JAKARTA - Sidang praperadilan Ketua DPR RI Setya Novanto (Setnov) atas status tersangkanya dalam kasus korupsi e-KTP ditunda pekan depan, Kamis 7 Desember 2017. Mengingat, dalam sidang kali ini, pihak KPK tidak hadir.
Penasihat hukum Setnov, Ketut Mulya Arsana secara garis besar merasa keberatan atas permintaan dari Tim Biro Hukum KPK yang disampaikan melalui surat. Setidaknya, ada tujuh poin keberatan yang disampaikan oleh pihak Setnov.
(Baca Juga: Andi Narogong Beberkan Keterlibatan Setnov di Kasus E-KTP)
Pertama, menurut Ketut, praperadilan sudah diatur prosesnya selama tujuh hari kerja. Sebab itu, dia berharap sidang praperadilan bisa dijalankan secara cepat.
"Kami mohon pemeriksaan dilakukan sesuai dengan ketentuan jangka waktu pemeriksaan cepat tujuh hari tersebut," ujar Ketut di Pengadilan Negeri (PN) Jakarta Selatan (Jaksel), Kamis (30/11/2017).
Kedua, lanjut Ketut, sesuai dengan asas peradilan cepat sederhana dan biaya ringan, maka dalam hal ini sudah seharusnya mempertimbangkan jika pengunduran waktu yang diajukan termohon atau KPK sangat bertentangan dengan asas peradilan.
"Sebagaimana dimaksud sehingga tidak ada data dasar dan alasan hukum dikabulkan yang mulia hakim tunggal," katanya.

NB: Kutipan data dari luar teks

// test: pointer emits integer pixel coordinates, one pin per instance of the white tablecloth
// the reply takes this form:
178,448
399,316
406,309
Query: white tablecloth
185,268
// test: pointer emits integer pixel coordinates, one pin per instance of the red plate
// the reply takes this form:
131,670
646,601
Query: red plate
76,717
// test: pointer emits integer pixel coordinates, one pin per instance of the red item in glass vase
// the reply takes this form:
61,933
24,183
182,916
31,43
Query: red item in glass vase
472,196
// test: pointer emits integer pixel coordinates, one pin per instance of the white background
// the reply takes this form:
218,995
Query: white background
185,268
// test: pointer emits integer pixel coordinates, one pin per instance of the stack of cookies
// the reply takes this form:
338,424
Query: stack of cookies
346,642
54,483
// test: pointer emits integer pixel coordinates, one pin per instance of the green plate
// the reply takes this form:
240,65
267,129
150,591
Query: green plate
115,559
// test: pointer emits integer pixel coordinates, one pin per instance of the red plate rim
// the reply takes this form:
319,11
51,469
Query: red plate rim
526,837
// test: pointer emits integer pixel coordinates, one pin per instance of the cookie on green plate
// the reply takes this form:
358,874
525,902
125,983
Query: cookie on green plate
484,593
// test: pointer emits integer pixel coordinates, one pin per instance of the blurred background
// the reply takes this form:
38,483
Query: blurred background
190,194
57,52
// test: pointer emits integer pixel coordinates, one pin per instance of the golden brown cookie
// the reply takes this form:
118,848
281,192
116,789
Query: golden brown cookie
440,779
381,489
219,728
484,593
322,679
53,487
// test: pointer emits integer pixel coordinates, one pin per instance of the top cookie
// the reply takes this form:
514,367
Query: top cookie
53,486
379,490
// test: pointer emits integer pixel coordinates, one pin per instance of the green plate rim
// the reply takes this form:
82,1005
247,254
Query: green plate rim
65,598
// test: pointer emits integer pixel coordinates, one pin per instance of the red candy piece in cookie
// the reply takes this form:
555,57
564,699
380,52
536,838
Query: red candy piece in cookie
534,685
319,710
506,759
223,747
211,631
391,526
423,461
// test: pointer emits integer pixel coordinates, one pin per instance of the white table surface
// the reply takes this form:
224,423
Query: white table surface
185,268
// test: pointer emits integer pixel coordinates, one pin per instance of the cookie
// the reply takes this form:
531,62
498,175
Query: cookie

(Baca Juga: Pihak KPK Tak Hadir, Sidang Praperadilan Setya Novanto Ditunda Pekan Depan)
Selanjutnya, Ketut menyayangkan bahwa adanya pernyataan pimpinan KPK yang seolah-olah ingin mempercepat penyelesaian berkas penyidik kasus kliennya tersebut. Sehingga, dia berpandangan bahwa permintaan penundaan ini mengandung unsur kesengajaan agar dapat menghambat proses praperadilan.
"Hal tersebut jelas termohon telah melakukan itikad tidak baik dan telah melakukan unfairness prosedur terhadap pemohon," klaim dia.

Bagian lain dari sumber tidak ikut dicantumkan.